Rüzgâr daha güçlü olsa bile, bir Aziz Saygıdeğer'i ölene kadar uçurabilir miydi? Bulutlar daha kalın olsa bile, bulutları insanları ezerek öldürmek için kullanabilir miydi? Bu imkânsız bir meseleydi! Bu çok saçmaydı!
O halde, bu sefer elde ettiği bu güç gerçekten bu kadar işe yaramaz olabilir miydi?

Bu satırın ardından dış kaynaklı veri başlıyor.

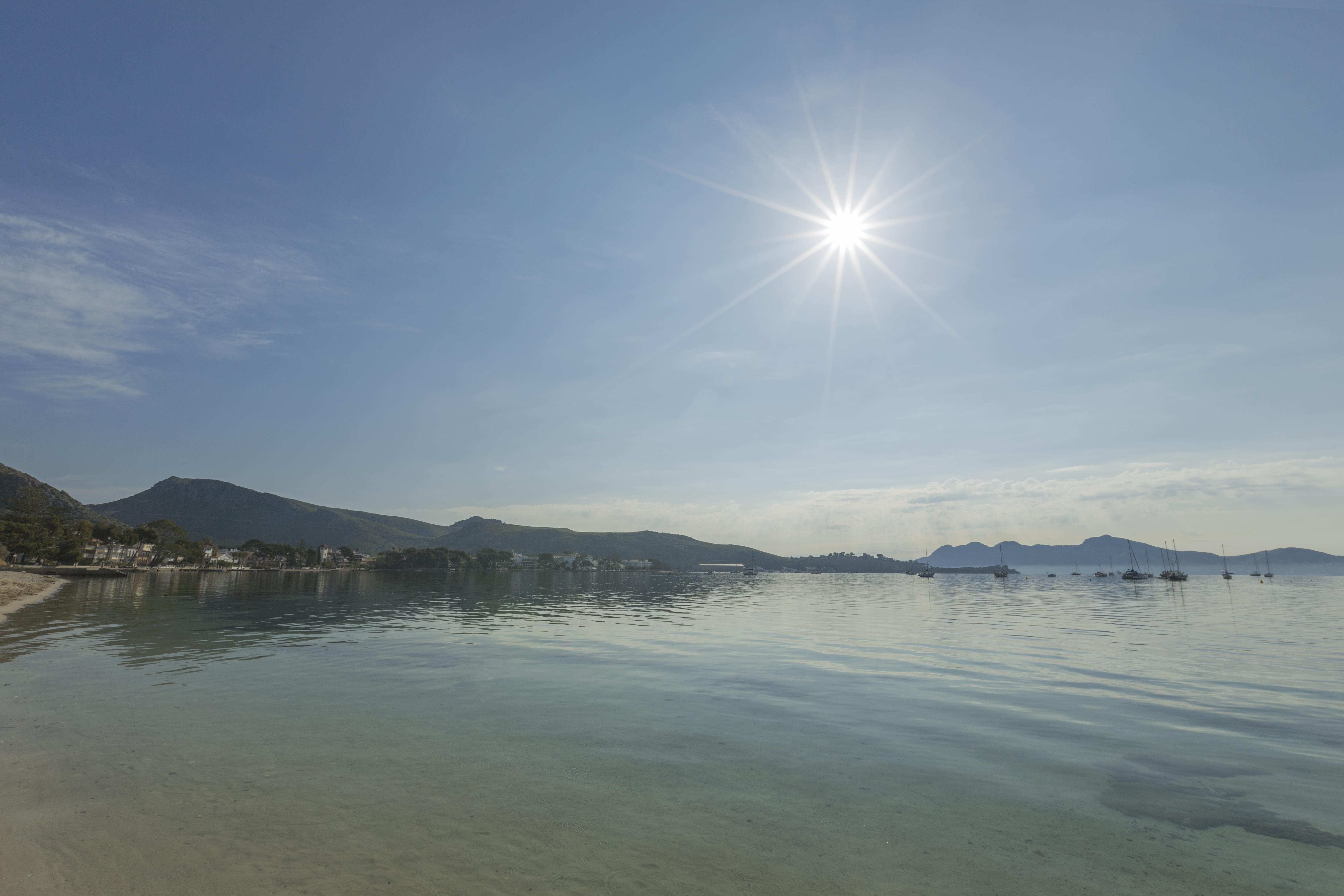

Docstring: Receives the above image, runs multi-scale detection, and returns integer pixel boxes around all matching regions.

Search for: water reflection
[0,572,1344,893]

Bu şeyi insanları korkutmak için kullansaydı, kesinlikle insanları oldukça iyi korkutmaya yeterdi. Puslu Yanılsama Malikânesi'nin kurucusu Miao Qing Cheng bile korkudan yerinden sıçrayabilirdi. Ancak, bu kesinlikle onu ölümüne korkutacak bir seviyeye ulaşmazdı. Aslında, normal bir insan bile ölecek kadar korkmayabilir...
Genç Usta Jun bu sefer gerçekten depresyondaydı...
Hongjun Pagodası benimle dalga geçmekte gerçekten çok ileri gitti, değil mi?
Genç Efendi Jun nefretle düşündü.
Bana daha pratik bir şey verirseniz iyi olur! Bu görünüşte harika ama gerçekte işe yaramaz Rüzgar ve Bulut Gücü de neyin nesi? Bana bir tırnak makası verseydiniz daha iyi olurdu... en azından tırnaklarımı kesmek için kullanabilirdim...
Bu çok fazla!
Genç Usta Jun hiç düşünmeden doğrudan Hongjun Pagodası'nın Altıncı katına döndü ve etrafı iyice araştırdı. Fakat sonunda, sadece gerçeği kabul edebildi. Altıncı katın bazı eşyaları depolamak için kullanılması dışında, orada gerçekten başka hiçbir şey yoktu.
Görünüşe göre tek ödül bu etkileyici görünen ama işe yaramaz şeydi...
Genç Usta Jun derin bir iç çekti ve Ruh Damarının tepesine oturdu. Altı kez aşmıştı ama bu en büyük umutları beslediği ama en büyük hayal kırıklığını yaşadığı seferdi!
Ancak zaman geçtikçe Jun Mo Xie'nin eğik başı yavaşça yukarı kalktı ve gözleri parladı.
O anda aniden bir fikir keşfetmiş ve bir şey anlamıştı.
Cennetin Servetinin Kilidini Açma Sanatı, Hongjun Pagodası ile yakından bağlantılıydı ve Hongjun Pagodası tarafından ödüllendirilen şeyler ile Cennetin Servetinin Kilidini Açma Sanatındaki ilerleme arasında her zaman bir ilişki vardı.
Dahası, belirli kurallar vardı ve adım adım ilerleyerek belirli bir sırayı takip ediyordu!
Cennetin Servetinin Kilidini Açma Sanatı'nın ilk seviyesi güçlü sayılmazdı ve mantıken Yin Yang Kaçış Sanatı gibi cennete meydan okuyan bir becerinin ortaya çıkmaması gerekirdi.
Ancak, Yin Yang Kaçış Sanatı yine de ilk ödüldü. Neden mi?
Çünkü cennetin servetinin kilidini açmak için ön koşul ölmemesiydi! Çünkü bir kez öldüğünde her şey yıkılacaktı. Ancak Yin Yang Kaçış sanatı en azından hayatının güvenliğini sağlayabilirdi ve en kötü durumlarda bile yaşayabilirdi!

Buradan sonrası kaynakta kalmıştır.